Обсуждение: pg_upgrade's interaction with pg_resetwal seems confusing

Поиск
Список
Период
Сортировка

pg_upgrade's interaction with pg_resetwal seems confusing

От
Amit Kapila
Дата:
In pg_upgrade, we reset WAL archives (remove WAL), transaction id,
etc. in copy_xact_xlog_xid() for the new cluster. Then, we create new
objects in the new cluster, and again towards the end of the upgrade
we invoke pg_resetwal with the -o option to reset the next OID. Now,
along with resetting the OID, pg_resetwal will again reset the WAL. I
am not sure if that is intentional and it may not have any problem
today except that it seems redundant to reset WAL again.

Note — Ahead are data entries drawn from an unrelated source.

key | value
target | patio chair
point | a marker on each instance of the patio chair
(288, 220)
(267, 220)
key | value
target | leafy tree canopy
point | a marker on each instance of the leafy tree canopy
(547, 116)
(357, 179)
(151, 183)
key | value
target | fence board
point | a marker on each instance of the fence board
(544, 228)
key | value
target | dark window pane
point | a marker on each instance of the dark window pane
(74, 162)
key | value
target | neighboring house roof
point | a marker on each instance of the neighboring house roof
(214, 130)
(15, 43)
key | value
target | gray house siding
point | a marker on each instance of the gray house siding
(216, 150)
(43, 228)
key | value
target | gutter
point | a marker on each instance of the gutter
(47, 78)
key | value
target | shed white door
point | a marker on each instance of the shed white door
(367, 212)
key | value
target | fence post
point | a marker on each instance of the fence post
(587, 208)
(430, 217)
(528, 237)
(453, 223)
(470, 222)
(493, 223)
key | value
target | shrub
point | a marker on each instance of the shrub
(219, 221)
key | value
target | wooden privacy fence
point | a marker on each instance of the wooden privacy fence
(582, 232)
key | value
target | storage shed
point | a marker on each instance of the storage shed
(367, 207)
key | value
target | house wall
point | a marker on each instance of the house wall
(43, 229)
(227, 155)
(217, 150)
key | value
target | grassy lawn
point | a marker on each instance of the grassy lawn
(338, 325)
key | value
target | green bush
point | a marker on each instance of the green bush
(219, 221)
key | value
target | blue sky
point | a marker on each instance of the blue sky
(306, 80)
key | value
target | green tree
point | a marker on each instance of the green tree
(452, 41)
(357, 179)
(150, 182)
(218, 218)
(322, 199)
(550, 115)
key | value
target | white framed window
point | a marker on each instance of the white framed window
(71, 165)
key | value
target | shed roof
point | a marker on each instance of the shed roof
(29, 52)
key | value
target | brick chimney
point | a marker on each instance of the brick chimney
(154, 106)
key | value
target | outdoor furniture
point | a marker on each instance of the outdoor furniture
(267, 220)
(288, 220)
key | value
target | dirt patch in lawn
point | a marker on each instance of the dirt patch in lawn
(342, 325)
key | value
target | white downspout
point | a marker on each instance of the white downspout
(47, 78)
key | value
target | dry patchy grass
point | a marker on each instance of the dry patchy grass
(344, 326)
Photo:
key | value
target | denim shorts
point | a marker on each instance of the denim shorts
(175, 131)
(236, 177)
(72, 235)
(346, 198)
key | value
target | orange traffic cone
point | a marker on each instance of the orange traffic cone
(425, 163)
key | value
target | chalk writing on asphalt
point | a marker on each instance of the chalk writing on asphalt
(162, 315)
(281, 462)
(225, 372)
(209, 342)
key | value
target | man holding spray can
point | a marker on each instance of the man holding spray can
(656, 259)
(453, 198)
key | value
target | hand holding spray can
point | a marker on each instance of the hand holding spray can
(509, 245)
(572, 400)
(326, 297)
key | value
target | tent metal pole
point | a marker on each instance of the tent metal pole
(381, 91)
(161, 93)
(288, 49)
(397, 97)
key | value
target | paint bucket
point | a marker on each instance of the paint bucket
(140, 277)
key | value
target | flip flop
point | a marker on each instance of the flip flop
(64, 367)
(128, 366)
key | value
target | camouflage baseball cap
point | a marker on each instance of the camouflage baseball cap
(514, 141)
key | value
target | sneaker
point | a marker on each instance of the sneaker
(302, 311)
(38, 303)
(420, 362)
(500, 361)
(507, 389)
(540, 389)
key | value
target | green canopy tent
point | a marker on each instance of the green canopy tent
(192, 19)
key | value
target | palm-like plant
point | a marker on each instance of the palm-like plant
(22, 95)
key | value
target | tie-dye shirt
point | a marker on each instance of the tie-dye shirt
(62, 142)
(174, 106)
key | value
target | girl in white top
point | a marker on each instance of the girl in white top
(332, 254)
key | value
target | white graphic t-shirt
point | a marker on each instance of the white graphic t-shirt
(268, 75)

However, this can be problematic for the ongoing work to upgrade the
logical replication slots [1]. We want to create/migrate logical slots
in the new cluster before calling the final pg_resetwal (which resets
the next OID) to ensure that there is no new WAL inserted by
background processes or otherwise between resetwal location and
creation of slots. So, we thought that we would compute the next WAL
location by doing the computation similar to what pg_resetwal does to
reset a new WAL location, create slots using that location, and pass
the same to pg_resetwal using the -l option. However, that doesn't
work because pg_resetwal uses the passed -l option only as a hint but
can reset the later WAL if present which can remove the WAL position
we have decided as restart_lsn (point to start reading WAL) for slots.
So, we came up with another idea that we will reset the WAL just
before creating slots and use that location to create slots and then
invent a new option in pg_resetwal where it won't reset the WAL.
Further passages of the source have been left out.